Are you reframing your future or is the future reframing you?
Thanks to a subscriber for this report from Ernst and Young. Here is a section on financial statistics:
To some extent, technology can help meet these new challenges. The costs of data collection and analysis are falling rapidly thanks to Internet of Things and AI. Satellites and sensors, for example, can generate highly accurate real-time data. A broader corporate data strategy aimed at collecting social and environmental cost data, in addition to the well-being of employees and local communities, might help fill significant gaps in measurement. Useful new corporate reporting that details progress toward a broader business purpose means building the prerequisite data capabilities first.
Governments also have an opportunity to leverage data generating technologies to enhance feedback. More than 20 countries from Singapore to Sweden have “smart city” initiatives, demonstrating how better measurement through data can improve public safety and citizen services, albeit not without risks.
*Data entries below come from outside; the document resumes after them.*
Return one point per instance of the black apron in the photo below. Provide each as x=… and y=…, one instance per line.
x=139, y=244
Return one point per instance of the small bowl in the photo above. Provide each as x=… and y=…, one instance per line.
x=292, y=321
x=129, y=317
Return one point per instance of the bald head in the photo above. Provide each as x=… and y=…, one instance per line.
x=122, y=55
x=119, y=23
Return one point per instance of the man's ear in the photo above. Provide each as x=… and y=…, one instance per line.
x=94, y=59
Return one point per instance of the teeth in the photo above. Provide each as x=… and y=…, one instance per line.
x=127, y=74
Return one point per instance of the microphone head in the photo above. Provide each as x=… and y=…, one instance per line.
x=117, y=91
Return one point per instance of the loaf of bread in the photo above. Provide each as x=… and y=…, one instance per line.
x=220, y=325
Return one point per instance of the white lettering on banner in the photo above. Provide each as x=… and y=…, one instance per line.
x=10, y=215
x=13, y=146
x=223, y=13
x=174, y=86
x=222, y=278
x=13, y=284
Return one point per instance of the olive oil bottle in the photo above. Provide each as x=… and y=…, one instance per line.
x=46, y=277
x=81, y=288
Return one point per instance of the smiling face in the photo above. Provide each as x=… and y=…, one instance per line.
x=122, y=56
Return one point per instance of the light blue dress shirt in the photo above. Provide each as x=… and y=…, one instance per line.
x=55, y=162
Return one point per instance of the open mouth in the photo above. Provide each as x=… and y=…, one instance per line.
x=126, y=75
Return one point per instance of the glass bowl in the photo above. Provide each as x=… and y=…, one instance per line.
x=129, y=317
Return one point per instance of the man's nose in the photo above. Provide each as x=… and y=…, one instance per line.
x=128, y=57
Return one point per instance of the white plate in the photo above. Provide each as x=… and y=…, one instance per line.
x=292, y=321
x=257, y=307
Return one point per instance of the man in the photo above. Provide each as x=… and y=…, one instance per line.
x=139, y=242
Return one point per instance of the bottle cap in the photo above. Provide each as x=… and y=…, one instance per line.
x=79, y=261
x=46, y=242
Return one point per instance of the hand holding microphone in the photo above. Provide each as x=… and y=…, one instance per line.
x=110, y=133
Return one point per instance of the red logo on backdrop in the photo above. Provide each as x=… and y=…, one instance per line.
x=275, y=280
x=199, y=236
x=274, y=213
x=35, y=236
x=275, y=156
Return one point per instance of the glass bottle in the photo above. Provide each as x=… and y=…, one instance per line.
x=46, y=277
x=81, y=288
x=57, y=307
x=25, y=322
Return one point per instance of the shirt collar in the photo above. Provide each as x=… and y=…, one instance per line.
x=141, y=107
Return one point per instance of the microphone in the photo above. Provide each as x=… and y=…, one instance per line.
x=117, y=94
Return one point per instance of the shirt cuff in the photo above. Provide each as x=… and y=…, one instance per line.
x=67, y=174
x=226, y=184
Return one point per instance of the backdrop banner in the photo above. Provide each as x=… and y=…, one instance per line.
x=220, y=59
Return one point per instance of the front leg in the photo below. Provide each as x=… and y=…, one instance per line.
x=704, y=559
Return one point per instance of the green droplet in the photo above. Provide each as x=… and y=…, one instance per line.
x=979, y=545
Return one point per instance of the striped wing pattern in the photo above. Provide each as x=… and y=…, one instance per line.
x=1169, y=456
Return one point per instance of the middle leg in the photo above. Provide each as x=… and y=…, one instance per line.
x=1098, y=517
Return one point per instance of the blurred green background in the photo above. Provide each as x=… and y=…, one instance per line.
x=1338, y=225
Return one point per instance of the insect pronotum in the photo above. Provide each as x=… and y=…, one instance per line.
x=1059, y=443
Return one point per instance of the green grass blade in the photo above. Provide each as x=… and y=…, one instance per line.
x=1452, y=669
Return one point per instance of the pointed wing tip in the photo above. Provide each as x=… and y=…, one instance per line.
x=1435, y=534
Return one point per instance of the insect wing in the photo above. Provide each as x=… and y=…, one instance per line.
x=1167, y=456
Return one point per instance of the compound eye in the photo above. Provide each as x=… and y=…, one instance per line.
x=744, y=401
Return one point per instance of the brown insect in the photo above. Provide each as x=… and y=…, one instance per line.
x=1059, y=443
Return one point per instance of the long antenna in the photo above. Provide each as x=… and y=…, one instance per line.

The UK’s National Health Service has dozens of partnerships with leading technology companies analyzing the vast troves of patient data to support the provision of its services.109 And big data techniques have also proved a significant part of the policymaking process when fighting the COVID-19 pandemic. Countries that successfully implemented track and-trace techniques using smartphones fared better in managing the deadly outbreak.
An inflection point is approaching, driven by necessity. Our industrial-era metrics are misaligned with the needs of a knowledge-based economy characterized by widespread technological disruption. We are on the cusp of a significant change in the way societies make policy and conduct business. Companies will either evolve to realign with new values, or risk dissolving as their social contract is withdrawn. There is no looking back.
Here is a link to the full report.
The way in which we collect data about the economy is deeply flawed. That’s a well understood fact but we have not yet come up with a more effective way of measuring economic activity and potential. The problem with changing the status quo is it would completely upend the way in which economies are managed. That might well be inevitable because the populist uprising that continue to spread are challenging the establishment already.
Modern Monetary which is only the latest iteration of debt monetisation, is the rallying call of populists right now. Over the coming years there is a clear rationale for thinking about personal productivity in a completely new way. That will be particularly relevant if geopolitical tensions continue to pressure on globalisation.